Still no news of people missing after Navy reprisals
Three months have passed since four people went missing. The bishop of Mannar and their relatives fear they have been killed and are calling for proper inquiries.
Four people who "disappeared" three months ago during Navy reprisals against civilians in northern Sri Lanka remain unaccounted for. Despite pleas from the local Church, practically no headway has been made in investigations about their fate.
Sri Lankan Navy (SLN) troops went on a rampage in Pesalai, Mannar Island, on 23 December 2005, after a claymore mine allegedly planted by rebels struck one of some vehicles returning to a naval base, killing 13 sailors.
"Immediately after the blast, none of us could escape," said a resident of the housing scheme near the site of the blast, targeted in the reprisals. "The surviving Navy fellows went from house to house, rounded us up and insulted and beat us for hours."
Anthoniamma and Emmanuel Cruz, and their neighbours, Jude Suganthie Cruz and her three-year-old son, Arokiaraj, were last seen in one of the houses attacked by the Navy. Their relatives are certain they were killed by SLN troops, who later disposed of the bodies.
The Mannar police in charge of the case have not shed any light on what happened to the missing people.

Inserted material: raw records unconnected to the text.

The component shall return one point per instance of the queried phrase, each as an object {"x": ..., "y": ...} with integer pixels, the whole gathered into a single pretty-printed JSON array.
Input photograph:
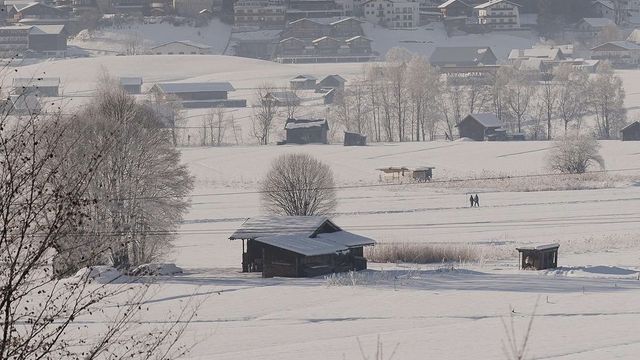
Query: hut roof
[{"x": 269, "y": 226}]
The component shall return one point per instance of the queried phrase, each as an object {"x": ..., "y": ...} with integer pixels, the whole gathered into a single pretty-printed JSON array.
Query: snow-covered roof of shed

The house they were in was found badly burnt, with the remains of their clothes and ID cards, and allegedly, charred pieces of flesh that were sent for forensic examination.
The Bishop of Mannar Diocese, Mgr Rayappu Joseph, has called for a proper investigation into the "feared liquidation", but he is not hopeful. "I have told army, navy and police officials how easy it would be to find the culprits, but how easily the matter has been neglected by all concerned," he said.
Failure to investigate and prosecute "disappearances" perpetrated by the security forces and other armed groups in Sri Lanka is commonplace. They often take place in reprisal for attacks by the Tamil Tiger rebels on the military, in the context of the island's long-running separatist war.
According to the UN Working Group on Enforced or Involuntary Disappearances (WGEID), Sri Lanka has the highest number of "non-clarified disappearances" in the world after Iraq. Estimates range from the government estimate of 26,000, to unofficial statistics of around 60,000, since the 80s. These figures include disappearances perpetrated in the government suppression of an uprising by the socialist JVP movement in the late 80s.
WGEID and human rights groups have often criticized the government for failing in its international obligations to investigate and bring to justice perpetrators of these crimes.